Менделю сказали, что сам государь желает его видеть и чтобы он подготовился.
Необходимо объяснить, что старый цадик почти не понимал по-русски; по-польски знал несколько слов и объяснялся на древнееврейском языке, а в общежитии на жаргоне. Как он мог подготовиться для объяснения с императором, не отличавшимся терпеливою снисходительностию, на это власти не обратили надлежащего внимания.
В назначенный для приема день цадика привезли во дворец и ввели в кабинет императора.
По легенде, источником которой, несомненно, был рассказ самого Менделя о его аудиенции у государя, Николай Павлович сидел за письменным столом и писал. В комнате царила мертвая тишина, что еще более подавляло перепуганного еврея.

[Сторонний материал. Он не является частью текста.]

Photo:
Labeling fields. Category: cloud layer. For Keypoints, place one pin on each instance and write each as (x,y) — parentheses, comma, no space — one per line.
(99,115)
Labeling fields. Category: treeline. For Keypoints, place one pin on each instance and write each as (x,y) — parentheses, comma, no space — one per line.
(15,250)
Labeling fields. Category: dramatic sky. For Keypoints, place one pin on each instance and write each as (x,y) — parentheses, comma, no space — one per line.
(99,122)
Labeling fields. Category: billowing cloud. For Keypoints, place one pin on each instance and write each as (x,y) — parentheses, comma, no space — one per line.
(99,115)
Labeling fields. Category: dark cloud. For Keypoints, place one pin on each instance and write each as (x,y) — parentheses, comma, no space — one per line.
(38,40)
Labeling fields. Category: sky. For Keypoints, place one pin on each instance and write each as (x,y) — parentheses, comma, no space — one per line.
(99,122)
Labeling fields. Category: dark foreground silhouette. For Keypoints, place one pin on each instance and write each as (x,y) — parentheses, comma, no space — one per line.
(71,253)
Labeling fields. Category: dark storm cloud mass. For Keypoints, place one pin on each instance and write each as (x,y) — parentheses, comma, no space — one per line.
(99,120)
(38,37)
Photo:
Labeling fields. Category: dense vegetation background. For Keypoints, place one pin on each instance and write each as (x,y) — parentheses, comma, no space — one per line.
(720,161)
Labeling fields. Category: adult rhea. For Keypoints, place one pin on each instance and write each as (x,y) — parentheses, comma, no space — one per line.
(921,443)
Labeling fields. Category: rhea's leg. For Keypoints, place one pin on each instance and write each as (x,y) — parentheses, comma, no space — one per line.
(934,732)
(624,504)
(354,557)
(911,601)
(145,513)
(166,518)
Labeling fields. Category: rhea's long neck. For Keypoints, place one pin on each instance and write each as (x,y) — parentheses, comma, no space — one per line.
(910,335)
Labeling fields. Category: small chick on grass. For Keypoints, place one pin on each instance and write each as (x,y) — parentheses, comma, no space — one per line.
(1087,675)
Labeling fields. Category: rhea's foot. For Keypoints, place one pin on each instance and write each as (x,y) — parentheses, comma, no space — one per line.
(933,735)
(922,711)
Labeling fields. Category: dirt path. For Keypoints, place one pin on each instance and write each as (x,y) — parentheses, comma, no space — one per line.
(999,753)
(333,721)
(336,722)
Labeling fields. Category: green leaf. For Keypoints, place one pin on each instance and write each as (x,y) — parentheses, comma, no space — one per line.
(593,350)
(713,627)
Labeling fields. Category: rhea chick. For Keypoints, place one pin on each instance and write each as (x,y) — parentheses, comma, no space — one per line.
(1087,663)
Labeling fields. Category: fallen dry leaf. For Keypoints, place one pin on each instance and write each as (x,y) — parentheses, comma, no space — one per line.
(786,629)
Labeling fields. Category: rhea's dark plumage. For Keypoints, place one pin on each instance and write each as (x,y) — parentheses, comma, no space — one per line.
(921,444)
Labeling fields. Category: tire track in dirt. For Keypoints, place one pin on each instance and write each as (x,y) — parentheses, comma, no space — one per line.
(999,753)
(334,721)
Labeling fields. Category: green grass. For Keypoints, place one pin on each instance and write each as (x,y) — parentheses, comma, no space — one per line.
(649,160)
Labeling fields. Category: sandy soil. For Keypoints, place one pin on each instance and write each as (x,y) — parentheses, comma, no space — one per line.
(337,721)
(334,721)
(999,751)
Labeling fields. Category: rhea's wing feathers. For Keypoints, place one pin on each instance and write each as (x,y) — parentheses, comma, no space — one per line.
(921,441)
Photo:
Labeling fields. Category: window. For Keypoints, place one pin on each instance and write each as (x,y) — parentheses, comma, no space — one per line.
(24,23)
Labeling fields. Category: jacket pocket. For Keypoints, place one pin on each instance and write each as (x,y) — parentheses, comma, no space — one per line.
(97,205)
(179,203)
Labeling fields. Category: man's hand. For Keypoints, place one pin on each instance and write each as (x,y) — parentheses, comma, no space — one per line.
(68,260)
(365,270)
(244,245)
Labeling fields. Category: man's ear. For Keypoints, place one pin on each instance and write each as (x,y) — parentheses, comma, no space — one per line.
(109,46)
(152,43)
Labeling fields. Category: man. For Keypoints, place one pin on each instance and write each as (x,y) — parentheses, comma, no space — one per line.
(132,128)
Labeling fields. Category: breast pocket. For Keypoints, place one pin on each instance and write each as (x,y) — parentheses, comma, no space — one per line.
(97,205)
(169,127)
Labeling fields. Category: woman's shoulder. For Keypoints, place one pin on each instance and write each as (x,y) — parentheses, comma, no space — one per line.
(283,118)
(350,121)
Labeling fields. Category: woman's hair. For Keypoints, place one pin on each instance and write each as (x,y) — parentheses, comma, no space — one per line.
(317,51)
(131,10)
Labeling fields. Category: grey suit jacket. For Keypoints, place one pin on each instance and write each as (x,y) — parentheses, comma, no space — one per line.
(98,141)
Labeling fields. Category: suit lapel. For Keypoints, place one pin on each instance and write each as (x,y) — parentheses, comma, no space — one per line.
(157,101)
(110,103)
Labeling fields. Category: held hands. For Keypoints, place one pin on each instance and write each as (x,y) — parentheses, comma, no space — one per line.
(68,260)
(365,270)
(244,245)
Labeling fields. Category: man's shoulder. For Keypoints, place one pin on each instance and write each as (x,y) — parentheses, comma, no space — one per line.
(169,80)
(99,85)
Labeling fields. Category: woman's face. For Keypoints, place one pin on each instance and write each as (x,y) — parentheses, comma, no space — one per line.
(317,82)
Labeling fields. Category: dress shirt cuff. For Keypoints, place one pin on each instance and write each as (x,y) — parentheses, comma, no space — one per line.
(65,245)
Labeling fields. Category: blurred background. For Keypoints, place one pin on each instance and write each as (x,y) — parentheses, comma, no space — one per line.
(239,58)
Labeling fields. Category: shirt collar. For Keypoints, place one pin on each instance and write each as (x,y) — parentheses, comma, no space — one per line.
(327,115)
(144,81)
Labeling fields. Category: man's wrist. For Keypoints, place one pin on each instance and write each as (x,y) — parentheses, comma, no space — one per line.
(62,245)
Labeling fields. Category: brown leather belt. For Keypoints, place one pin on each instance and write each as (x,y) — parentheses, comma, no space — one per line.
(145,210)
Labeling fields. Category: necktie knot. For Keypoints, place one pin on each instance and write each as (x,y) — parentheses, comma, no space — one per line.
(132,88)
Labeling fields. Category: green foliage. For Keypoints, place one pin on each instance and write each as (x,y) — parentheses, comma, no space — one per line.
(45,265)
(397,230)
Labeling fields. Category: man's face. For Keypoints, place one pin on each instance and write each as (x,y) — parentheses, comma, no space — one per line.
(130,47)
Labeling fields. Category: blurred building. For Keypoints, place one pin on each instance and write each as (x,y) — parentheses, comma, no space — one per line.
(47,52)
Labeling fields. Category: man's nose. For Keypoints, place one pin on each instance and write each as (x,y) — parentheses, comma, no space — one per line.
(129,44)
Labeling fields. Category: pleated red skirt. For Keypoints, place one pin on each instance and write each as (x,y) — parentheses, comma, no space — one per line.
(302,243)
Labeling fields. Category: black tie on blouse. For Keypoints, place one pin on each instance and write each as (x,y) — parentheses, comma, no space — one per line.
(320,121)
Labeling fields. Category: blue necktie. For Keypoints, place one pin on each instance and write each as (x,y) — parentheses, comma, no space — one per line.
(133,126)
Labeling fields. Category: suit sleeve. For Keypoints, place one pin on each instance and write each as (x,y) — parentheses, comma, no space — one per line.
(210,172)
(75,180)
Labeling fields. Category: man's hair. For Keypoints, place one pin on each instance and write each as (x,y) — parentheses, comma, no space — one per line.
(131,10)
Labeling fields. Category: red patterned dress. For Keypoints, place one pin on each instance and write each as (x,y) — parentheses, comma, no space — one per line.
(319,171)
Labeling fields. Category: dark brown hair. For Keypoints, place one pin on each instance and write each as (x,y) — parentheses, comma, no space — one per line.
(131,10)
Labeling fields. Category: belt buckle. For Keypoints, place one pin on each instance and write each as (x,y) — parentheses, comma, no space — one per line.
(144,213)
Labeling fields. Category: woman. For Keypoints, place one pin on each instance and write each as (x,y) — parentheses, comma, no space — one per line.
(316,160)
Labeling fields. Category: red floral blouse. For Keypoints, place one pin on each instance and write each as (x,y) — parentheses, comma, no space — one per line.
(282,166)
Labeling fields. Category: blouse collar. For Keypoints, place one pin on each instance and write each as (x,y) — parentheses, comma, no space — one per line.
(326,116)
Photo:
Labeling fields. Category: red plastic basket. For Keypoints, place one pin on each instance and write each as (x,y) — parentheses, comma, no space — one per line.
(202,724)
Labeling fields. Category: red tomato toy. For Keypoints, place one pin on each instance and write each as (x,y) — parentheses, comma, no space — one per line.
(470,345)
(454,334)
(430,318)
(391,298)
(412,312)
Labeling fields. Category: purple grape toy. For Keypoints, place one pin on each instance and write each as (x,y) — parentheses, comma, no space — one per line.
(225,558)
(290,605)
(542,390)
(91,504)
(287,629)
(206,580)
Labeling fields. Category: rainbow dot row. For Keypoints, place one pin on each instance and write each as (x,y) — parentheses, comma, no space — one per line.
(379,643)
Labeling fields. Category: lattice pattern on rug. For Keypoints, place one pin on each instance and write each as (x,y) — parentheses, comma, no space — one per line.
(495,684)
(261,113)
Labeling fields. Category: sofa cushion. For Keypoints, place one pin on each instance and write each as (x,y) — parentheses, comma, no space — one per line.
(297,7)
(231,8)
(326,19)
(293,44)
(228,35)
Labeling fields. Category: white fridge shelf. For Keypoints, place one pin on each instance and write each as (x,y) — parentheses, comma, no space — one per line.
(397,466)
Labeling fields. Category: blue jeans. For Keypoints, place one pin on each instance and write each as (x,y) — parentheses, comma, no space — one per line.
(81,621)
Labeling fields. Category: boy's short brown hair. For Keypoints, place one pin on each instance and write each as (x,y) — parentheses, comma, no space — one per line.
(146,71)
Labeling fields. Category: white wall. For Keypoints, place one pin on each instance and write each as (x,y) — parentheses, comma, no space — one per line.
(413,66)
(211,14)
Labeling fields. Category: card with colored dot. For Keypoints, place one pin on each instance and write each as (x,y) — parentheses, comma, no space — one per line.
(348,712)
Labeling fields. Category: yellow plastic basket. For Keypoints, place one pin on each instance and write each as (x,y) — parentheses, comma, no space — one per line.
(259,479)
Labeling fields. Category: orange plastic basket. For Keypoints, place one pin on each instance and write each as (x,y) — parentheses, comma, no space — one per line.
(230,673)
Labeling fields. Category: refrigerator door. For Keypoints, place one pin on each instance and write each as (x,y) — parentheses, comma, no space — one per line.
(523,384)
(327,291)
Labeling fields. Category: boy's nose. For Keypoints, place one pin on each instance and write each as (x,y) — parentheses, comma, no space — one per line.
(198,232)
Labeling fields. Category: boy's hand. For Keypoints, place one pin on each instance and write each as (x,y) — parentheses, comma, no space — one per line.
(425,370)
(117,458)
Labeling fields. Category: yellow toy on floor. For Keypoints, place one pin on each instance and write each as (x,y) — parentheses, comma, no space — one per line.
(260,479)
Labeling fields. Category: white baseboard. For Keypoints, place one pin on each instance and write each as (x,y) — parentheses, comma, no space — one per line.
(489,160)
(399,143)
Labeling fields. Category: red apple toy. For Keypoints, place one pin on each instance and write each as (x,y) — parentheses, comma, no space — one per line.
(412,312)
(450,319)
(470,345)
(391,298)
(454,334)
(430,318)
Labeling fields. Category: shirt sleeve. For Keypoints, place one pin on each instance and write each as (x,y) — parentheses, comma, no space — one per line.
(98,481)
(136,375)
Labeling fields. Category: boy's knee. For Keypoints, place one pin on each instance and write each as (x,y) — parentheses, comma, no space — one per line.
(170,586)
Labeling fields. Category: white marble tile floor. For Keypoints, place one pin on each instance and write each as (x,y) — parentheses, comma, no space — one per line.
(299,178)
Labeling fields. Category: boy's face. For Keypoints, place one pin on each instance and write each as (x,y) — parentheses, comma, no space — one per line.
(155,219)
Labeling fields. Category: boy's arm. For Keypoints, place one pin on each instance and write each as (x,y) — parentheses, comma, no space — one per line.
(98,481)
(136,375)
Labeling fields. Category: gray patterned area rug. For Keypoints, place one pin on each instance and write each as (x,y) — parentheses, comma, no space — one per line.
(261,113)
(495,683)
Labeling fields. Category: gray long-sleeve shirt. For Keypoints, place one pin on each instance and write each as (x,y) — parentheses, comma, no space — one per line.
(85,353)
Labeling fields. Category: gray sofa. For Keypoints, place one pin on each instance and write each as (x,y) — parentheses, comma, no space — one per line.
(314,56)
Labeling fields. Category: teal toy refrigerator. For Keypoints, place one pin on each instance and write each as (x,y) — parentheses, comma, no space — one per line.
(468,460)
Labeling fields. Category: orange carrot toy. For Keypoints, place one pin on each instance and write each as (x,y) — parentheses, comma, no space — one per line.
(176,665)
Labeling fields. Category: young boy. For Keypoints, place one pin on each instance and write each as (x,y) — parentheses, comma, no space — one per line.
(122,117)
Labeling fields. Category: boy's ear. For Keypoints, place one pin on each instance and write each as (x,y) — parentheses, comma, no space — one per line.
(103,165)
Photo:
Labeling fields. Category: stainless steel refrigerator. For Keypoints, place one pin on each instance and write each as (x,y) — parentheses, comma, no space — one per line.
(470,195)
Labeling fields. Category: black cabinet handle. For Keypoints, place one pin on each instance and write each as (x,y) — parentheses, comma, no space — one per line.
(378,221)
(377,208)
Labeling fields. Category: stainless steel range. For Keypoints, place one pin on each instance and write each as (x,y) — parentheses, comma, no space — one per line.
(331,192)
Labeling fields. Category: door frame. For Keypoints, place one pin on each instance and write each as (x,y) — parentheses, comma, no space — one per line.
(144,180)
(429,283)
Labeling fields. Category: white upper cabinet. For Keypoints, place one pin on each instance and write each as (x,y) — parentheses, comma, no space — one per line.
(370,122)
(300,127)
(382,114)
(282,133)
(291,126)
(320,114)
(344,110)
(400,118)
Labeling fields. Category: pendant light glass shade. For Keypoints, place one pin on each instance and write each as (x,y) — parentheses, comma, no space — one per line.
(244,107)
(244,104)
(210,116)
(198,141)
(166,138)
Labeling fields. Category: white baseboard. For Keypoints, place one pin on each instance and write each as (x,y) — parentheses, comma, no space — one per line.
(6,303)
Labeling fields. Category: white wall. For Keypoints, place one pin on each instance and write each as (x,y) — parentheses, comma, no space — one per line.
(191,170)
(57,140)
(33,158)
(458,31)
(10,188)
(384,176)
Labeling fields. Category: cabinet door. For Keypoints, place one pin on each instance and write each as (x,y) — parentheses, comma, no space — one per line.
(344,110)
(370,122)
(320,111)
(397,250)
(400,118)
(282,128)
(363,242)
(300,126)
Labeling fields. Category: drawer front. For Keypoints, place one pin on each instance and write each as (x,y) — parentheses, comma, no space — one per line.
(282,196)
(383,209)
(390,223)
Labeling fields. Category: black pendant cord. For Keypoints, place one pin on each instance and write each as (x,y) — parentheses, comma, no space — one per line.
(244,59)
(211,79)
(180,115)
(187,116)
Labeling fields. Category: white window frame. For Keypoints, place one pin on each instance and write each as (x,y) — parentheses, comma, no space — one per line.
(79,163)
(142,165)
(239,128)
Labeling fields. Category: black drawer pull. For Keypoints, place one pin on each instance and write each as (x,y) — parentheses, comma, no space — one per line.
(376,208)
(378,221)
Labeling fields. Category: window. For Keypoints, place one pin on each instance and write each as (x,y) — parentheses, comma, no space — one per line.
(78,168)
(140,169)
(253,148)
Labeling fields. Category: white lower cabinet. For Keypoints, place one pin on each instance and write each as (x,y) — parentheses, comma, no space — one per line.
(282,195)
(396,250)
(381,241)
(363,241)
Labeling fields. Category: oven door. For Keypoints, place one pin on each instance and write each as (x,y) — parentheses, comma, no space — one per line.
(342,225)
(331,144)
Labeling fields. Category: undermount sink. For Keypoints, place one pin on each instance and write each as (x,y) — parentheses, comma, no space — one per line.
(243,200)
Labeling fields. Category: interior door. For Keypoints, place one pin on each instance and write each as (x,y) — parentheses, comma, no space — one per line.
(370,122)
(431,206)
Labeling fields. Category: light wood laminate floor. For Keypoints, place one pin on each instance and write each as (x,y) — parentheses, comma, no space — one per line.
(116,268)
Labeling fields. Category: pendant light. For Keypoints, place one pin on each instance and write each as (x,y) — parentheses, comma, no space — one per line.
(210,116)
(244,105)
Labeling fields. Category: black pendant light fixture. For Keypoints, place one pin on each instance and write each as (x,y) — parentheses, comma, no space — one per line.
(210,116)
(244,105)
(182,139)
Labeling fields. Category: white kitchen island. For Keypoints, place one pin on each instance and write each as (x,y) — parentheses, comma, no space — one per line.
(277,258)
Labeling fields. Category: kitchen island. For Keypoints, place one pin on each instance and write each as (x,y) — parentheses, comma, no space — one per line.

Наконец, император повернул голову и спросил:
– Раввин?
Взгляд Николая Павловича, как известно, был тяжелый, пронзительный, голос грозный… Под таким влиянием, как передавали испытавшие его, терялись люди даже более крепкие нервами, чем одичавший на своей кабале и талмуде (курсив мой. – С.
Д.) робкий еврейский ученый.
Он не нашел ни единого слова в ответ, стоял у двери и трепетал.
– Ты раввин? – еще громче и уже сердито повторил император.
То же молчание. Только слышалось усиленное дыхание до полусмерти перепуганного еврея.
– Да ты раввин что ли? и…
Тут Николай Павлович добавил внушительное крепкое слово, с произнесением каковых он не стеснялся.
Мендель в этой крайности наконец вспомнил выражение, которое он считал русским, и жалобным голосом произнес:
– Мусиц!
В переводе с жаргона это должно было означать: так точно! Я – раввин!
– Дурак! Пошел вон! – рассердился император, очевидно, осознавший бесполезность каких-либо конференций с этим, по всей видимости, совершенно глупым стариком.
Менделя убрали.
Старый цадик благополучно вернулся в свое гнездо, и влияние его еще увеличилось на темную и всяким нелепостям готовую поверить толпу евреев-хесидитов. (Хесидиты признают цадиков; секта миснигидов отвергает их святость и считает их только толкователями талмуда.)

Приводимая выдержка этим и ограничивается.